Semis Des Colloquintes En Godet

Around mid-April, sow 1 or 2 seeds in a warm pot. Ideally, you should use buckets of peat that will decompose quickly when you transplant the seedlings into the ground about 3 weeks to a month later. This avoids slowing down the growth of the plant when it is planted.

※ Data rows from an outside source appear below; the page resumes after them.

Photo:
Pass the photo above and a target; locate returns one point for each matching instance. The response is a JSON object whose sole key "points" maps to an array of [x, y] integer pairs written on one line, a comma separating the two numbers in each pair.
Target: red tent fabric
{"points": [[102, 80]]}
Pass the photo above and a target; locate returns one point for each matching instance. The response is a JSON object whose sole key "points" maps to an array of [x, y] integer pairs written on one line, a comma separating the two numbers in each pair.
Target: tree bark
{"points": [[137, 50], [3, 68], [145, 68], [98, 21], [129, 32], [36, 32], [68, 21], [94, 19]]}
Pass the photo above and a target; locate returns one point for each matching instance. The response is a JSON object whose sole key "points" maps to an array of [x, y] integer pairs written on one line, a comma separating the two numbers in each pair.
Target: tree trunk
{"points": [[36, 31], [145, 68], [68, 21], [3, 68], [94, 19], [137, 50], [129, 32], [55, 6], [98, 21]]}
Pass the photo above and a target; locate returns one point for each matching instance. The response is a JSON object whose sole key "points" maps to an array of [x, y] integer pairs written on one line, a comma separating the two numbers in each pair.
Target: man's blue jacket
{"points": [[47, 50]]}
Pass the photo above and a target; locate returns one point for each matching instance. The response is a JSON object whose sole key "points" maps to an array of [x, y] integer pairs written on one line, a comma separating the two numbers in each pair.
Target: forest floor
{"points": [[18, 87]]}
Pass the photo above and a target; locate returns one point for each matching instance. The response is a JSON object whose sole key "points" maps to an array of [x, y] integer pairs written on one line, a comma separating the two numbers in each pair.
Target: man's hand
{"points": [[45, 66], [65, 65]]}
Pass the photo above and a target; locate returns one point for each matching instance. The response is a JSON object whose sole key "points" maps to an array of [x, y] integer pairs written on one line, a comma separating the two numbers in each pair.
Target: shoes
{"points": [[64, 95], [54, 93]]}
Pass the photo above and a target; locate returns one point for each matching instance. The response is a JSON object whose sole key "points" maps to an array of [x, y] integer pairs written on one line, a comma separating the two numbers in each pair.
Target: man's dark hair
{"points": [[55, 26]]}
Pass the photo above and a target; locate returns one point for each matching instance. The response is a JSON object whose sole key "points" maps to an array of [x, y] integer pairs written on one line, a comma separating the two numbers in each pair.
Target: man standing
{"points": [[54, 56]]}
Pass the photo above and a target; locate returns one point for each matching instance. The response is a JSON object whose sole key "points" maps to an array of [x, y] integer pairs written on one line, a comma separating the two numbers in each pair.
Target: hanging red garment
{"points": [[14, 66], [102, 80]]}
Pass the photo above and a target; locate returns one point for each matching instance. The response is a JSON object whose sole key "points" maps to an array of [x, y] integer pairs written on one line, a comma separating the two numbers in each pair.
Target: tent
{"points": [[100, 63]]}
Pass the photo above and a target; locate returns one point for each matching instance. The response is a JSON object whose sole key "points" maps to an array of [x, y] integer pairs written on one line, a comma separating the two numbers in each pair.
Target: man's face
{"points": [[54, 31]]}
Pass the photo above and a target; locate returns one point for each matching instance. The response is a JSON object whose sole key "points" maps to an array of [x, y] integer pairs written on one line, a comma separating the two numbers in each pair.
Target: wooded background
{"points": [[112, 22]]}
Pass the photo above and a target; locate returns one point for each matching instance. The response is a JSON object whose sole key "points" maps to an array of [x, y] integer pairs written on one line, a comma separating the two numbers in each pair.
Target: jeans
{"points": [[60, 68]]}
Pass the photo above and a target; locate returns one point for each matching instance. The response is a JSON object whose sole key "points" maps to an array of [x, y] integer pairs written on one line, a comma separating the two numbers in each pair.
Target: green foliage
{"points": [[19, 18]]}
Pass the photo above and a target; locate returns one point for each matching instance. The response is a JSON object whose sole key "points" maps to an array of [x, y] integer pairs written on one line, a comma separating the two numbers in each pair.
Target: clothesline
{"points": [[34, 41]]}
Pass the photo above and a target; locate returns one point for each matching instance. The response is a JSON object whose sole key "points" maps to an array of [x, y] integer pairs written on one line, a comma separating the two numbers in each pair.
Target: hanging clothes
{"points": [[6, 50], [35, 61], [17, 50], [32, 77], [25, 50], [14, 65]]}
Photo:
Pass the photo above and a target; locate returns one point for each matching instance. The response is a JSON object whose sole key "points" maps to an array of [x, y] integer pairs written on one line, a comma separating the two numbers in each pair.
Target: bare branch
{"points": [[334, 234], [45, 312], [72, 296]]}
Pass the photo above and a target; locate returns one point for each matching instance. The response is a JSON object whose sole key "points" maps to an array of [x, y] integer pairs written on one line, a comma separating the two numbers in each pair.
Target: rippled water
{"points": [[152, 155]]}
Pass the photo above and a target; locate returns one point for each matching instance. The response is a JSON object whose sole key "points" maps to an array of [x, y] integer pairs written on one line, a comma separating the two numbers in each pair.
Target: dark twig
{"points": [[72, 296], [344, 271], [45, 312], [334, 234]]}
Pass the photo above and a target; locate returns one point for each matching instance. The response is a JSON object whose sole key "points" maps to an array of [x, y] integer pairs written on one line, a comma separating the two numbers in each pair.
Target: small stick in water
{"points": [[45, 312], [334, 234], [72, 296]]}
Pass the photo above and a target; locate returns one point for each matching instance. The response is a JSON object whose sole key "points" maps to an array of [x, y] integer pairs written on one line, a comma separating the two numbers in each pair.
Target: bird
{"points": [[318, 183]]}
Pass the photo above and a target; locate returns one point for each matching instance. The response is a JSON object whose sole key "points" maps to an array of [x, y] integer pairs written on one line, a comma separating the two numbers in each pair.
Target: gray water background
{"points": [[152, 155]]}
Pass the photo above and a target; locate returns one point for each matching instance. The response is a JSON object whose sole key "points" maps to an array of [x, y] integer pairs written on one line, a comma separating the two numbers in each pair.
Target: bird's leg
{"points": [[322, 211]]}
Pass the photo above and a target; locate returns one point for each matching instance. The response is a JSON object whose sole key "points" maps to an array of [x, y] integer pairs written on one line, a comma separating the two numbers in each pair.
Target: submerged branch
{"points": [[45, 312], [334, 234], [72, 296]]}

  • Store the bins in a warm and bright place: in a greenhouse, a veranda or on the inner windowsill of a bright window.
  • Water regularly to keep the soil fresh, but not too much to prevent the seeds from rotting.
  • Germination usually takes less than a week. Once your plants have 2 or 3 leaves, after 15 days, keep only the prettiest one from the bin, remove the other one.
  • Then you can plant them back in the ground in mid-May.

Pumpkin Seed In The Soil

Sow from late April to mid-May, after the soil has warmed up.

 

  • Sow 2 or 3 pumpkin seeds in pockets in holes filled with compost and spaced 1 to 2 m apart.
  • After emergence, keep only the prettiest plant.

Preservation of Zucchini

Watering: Pumpkins like soil that stays cool, but not overwatered. Throughout the period of vegetation and during the formation of the fruits it is therefore necessary to water regularly, avoiding to wet the foliage to prevent the appearance of powdery mildew. Reduce the water supply when the pumpkins begin to ripen.

 

Fertilizer: Pumpkins are delicious. Before planting them, enrich the soil by providing a large amount of well-decomposed compost. Avoid adding nitrogenous materials such as grass clippings as they shorten the life of the squash.

 

Mulch: Ideally, spread a layer of straw around the legs and under the stems of the pumpkins to limit the appearance of weeds and keep the soil fresh longer.

 

Diseases: In hot and rainy weather, the leaves of courgettes can be covered with grayish spots: this is a fungus that is a pest of courgettes: powdery mildew. To prevent a rainy season, do a wet sulfur treatment.

 

Slug Attacks: Slugs and snails decimate young pumpkin and squash plants. For the first 15 days after transplanting into the ground, protect them under a cover: the plants will be safe from slugs and will benefit from the excess heat to get their growth off to a good start!

 

When to Pick Pumpkins?

the harvest of pumpkins spreads from the end of August until the first frosts in November or December, because not all the fruits on the same plant ripen at the same time.

 

Sheds know when to pick them up, press the skin with your fingers. The bark should be hard, the passage of the nail no longer marks it and the finger no longer sinks into it.

 

Cut off the stem as much as possible and handle the pumpkins with care, without hurting them.

 

Then you can put them out to dry in crates. Store them in a cool, dry and ventilated place.

 

What To Do With Pumpkins?

o pumpkins are decorative. You can use them to make basket arrangements: just avoid stacking them too much.

 

Remember to turn the fruit from time to time and monitor regularly to eliminate pumpkins that start to rot.

 

Pumpkins that have made it through February without rotting will keep until next fall!

 

Varieties of Zucchini for Cultivation

The different varieties of pumpkins are distinguished by their shapes and colors. Seed packets on the market often include a mix of varieties. Here is an overview of the most original pumpkins:

 

devil’s claw pumpkin: it is white, bicolor or striped. It has the shape of a flying saucer reminiscent of a patisserie, with more pronounced protrusions. This strange variety also goes by the names Crown of Thorns or Ten Commandments.

 

the Kutali pumpkin: it is one of the most common. It produces oblong bicolored fruits with a green, round base surmounted by a more or less curved yellow neck.

 

Scab pumpkins: Their very decorative fruits have many warts. The milky varieties are many: Orange Warts, Mayo Warty Bule, Indian Mix and others.

 

Many other pumpkins: round or pear-shaped, different colors.